Я почувствовала, что хмурюсь.
— Извини, но… неужели это типично — представляться молодым вдовцом, чтобы произвести впечатление на девушку? — спросила я.
Эд посмотрел на меня.
— Вообще-то да. Секс из жалости. Как монетка, брошенная в протянутую шляпу.
— И ты позволил бы женщине спать с тобой… из простого сочувствия? — Я бросила на него пронзительный взгляд.
Эд кивнул своей красивой головой и улыбнулся прекрасными губами… Если бы он еще и молчал!
— Бывало и такое.
Выходит, Марианн ошиблась, назвав тебя типичным сторонником единобрачия.
— А это на самом деле правда, что твоя жена умерла?
— Думаешь, я стал бы лгать на такую жуткую тему? — мрачно спросил Эд.
— Ну, я не знаю… — медленно произнесла я, представляя его в окружении толпы поклонниц, которые подкуплены и очарованы его грустной историей о вдовстве.
— От чего она умерла? — спросила я.
— Рак груди, — машинально ответил он, и я подумала, что это прозвучало немного отстраненно.
— Как она умерла?
— Остановка дыхания. — Эд опустил голову. — Но врачи говорили, что это ДВС-синдром.
Я задумалась. Диссеминированное внутрисосудистое свертывание — это отвратительная вещь, верная смерть. Но Эд работает в госпитале. Может, он просто видел такую пациентку и запомнил название болезни?
— А какими именно были обстоятельства ее смерти? — спросила я.

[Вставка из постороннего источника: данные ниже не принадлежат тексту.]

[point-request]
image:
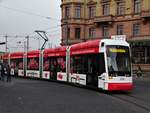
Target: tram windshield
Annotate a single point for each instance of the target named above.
(118, 59)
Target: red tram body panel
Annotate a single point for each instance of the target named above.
(95, 63)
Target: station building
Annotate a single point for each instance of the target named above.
(84, 20)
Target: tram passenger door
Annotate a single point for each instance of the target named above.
(53, 69)
(92, 74)
(101, 81)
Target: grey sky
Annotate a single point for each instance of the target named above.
(23, 17)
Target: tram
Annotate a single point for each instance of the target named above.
(104, 64)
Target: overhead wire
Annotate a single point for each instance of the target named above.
(29, 13)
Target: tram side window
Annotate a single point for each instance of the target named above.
(46, 64)
(61, 64)
(33, 64)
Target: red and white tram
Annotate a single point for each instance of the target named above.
(103, 64)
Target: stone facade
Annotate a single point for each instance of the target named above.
(103, 18)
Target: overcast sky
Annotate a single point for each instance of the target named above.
(23, 17)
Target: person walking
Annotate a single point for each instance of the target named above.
(8, 73)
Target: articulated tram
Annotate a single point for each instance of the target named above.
(103, 64)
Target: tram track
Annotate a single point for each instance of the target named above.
(138, 102)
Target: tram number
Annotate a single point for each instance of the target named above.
(121, 79)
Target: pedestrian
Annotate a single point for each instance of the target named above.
(8, 73)
(139, 72)
(1, 71)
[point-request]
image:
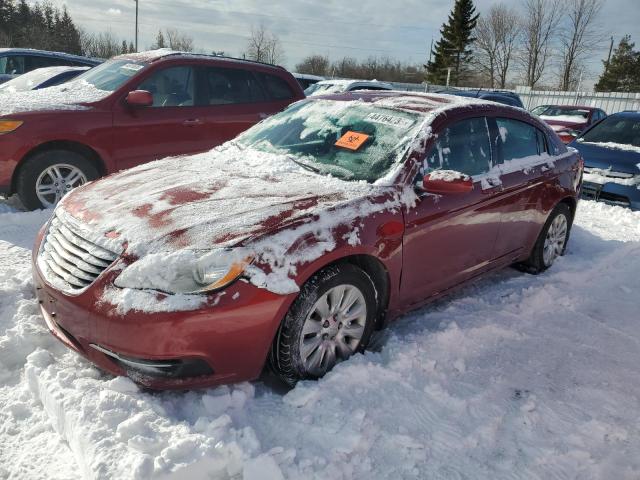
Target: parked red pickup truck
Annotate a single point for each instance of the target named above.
(131, 110)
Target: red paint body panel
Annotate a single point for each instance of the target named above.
(123, 136)
(427, 249)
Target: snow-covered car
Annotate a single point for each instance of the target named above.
(611, 152)
(569, 120)
(329, 87)
(290, 244)
(41, 78)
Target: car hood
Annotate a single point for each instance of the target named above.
(217, 199)
(604, 157)
(75, 95)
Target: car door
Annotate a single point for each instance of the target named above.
(450, 238)
(173, 125)
(235, 101)
(525, 173)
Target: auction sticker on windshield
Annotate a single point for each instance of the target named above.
(352, 140)
(392, 120)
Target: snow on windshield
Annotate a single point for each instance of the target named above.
(68, 96)
(316, 133)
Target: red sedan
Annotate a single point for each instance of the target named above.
(130, 110)
(289, 245)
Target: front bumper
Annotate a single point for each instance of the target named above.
(613, 194)
(226, 341)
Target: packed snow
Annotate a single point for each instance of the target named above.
(612, 145)
(515, 376)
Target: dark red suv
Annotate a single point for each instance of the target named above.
(131, 110)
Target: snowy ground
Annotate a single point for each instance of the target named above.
(515, 376)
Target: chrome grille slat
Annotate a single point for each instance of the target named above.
(72, 259)
(86, 245)
(79, 252)
(62, 263)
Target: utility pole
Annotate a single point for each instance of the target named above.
(136, 25)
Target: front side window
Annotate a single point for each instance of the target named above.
(614, 129)
(231, 86)
(171, 87)
(349, 140)
(519, 139)
(12, 65)
(278, 89)
(463, 147)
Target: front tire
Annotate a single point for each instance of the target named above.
(551, 242)
(332, 318)
(47, 176)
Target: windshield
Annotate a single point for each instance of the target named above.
(109, 76)
(575, 115)
(350, 140)
(622, 130)
(29, 80)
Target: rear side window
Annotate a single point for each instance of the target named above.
(463, 147)
(171, 87)
(277, 88)
(519, 139)
(225, 86)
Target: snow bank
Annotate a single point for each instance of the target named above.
(615, 146)
(532, 376)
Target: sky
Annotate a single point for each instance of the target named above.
(400, 29)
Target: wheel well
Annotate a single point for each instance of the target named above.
(572, 204)
(87, 152)
(380, 277)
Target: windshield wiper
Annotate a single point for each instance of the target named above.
(305, 165)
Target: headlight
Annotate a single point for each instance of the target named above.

Эд поперхнулся пивом и снова отставил свою кружку.
— Ты мне не веришь?
Я нахмурилась, но промолчала.
— Знаешь, большинство людей получили бы по голове за такой вопрос о моей жене. Для нее все закончилось подключением аппарата искусственного дыхания, ясно? Ее раздуло в семь раз по сравнению с обычным видом… — Эд раскинул руки. — Как того Лизуна в «Охотниках за привидениями». Она стала такой же огромной, но бледной… И они не могли достаточно быстро перекачивать ее кровь, когда у нее обнаружился ДВС. С одной стороны кровати был аппарат для перекачивания крови, с другой стояла канистра с выкачанной из нее кровью. Сиделки меняли ее каждый день. Отец Сары не прекращал умолять их, чтобы они сделали все возможное и вернули его дочь к жизни. Он чувствовал свою вину, поскольку пытался закончить свои двенадцать шагов в Обществе анонимных наркоманов, но не мог совершенствоваться, пока она была подключена к аппарату. Однако у меня хватило сил на адвоката, и тот добился, чтобы меня признали принимающим решения и сообщили мне диагноз. Именно я сказал им остановиться. Прекратить все. — Эд взмахнул руками, как обычно делают рефери, показывая, что все в порядке. — Мы зашли в палату, и врачи отключили мониторы, все аппараты… Знаешь, это было похоже на прекращение работы целой фабрики. Все звуки вдруг исчезли. И это был конец… — Эд посмотрел на меня и промокнул глаза. — Теперь ты довольна?
— Эд, прости меня. — Я придвинулась к нему вплотную и обняла, прижавшись к его плечу. — Я никогда не хотела влезать в твою личную жизнь.
— Ага, как же. — Он смерил меня испытующим взглядом.
— Ну прости. Прости, что я заставила тебя разговориться. Прости, что прочитала твою записную книжку. И поверь, мне очень жаль, что так вышло с твоей женой.
Эд снова взглянул на свое пиво, поболтал его в кружке, потом спросил меня, что я об этом думаю.
— О твоей истории? Это ужасно. И грустно, — добавила я.
— Нет. О моей песне, — сказал он. — Той, что про тебя.
Я открыла рот, чтобы ответить, но ничего не могла сказать. У меня просто перехватило дыхание.
— Я… это… прекрасно.
Эд начал целовать меня, и это было так естественно, что я даже не удивилась. Он медленно наклонил голову, двинул плечом, чуть приподнял подбородок — и наши губы и языки встретились, нежно соприкасаясь. Но Эд вдруг остановился и неуверенно произнес:
— Может, это не лучшая идея.
Я схватила его за ворот футболки и притянула к себе. Я не хотела ничего слышать. Я хотела Эда Клеменса — прямо здесь и прямо сейчас.
Вот только твердые спинки стульев, угол стола, калейдоскоп веселящихся людей, света и музыки — все это было не слишком подходящим фоном, который мешал нам так же, как и наша одежда.